Of course, you really should put an overflow check in there, since it will overflow pretty quickly if x[1] /= 0.

A better (and eminently practical) example is to try to implement the Simplex algorithm for solving linear programming problems efficiently. Even if you have a very good BLAS, such as the goto BLAS, or a version of the ATLAS BLAS tuned to your system, a good deal of optimization in Simplex code concerns itself with representing the basis as a (square) matrix times a series of vectors.* Every so often you need to "regenerate" the basis by inverting a matrix, and how often you need to do that depends on how stiff the current basis is, so you want to keep the determinant of the basis around from every pivot since the last regeneration. (Or some growing function thereof.)
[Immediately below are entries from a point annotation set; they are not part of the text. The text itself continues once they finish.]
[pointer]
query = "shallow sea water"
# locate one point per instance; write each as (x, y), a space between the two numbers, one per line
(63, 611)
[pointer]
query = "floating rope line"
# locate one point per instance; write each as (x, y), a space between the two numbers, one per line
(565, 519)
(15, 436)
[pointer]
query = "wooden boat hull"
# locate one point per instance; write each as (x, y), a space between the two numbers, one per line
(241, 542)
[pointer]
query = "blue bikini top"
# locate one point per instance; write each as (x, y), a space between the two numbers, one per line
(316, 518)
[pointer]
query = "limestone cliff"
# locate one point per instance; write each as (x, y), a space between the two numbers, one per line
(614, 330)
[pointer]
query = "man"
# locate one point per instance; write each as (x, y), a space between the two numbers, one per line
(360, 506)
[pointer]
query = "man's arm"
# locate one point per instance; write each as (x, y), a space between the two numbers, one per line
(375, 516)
You cannot, unfortunately, combine multiple changes to the basis or do them in parallel. You can, and must extract some of the parallelism from the problem for any serious sized LP problem, but the best way to do that may be a property of the actual LP problem being solved. For example, transportation problems are a special case of LP problems which allow for faster solutions, and oil companies typically have huge models including both transportation and refinery operations. In that case the current solution is used as a starting point for the next iteration.

In other words, the major job of the programmer is not to produce some correct implementation of the Simplex algorithm, but to produce a valid implementation which is well suited to the actual hardware and problem domain. Writing the final code is probably the easiest part of the job. Or you can get "canned" programs, and play with the optimization settings. It is often easier to write the code yourself, since you need to know it almost by heart to do a decent job on the tuning.

* If you are not familiar with linear programming, it is the problem of finding a maximum value of the objective function over a--usually large--set of variables, subject to a set of linear constraints. It was discovered in the 1940's that the optimal solution to a linear programming problem can will always have at most one non-zero variable for each constraint. Eliminating all the other (zero) variables, you now have a simple linear algebra problem to find the correct values for the "free" variables. The problem, of course, is first determining what that set is.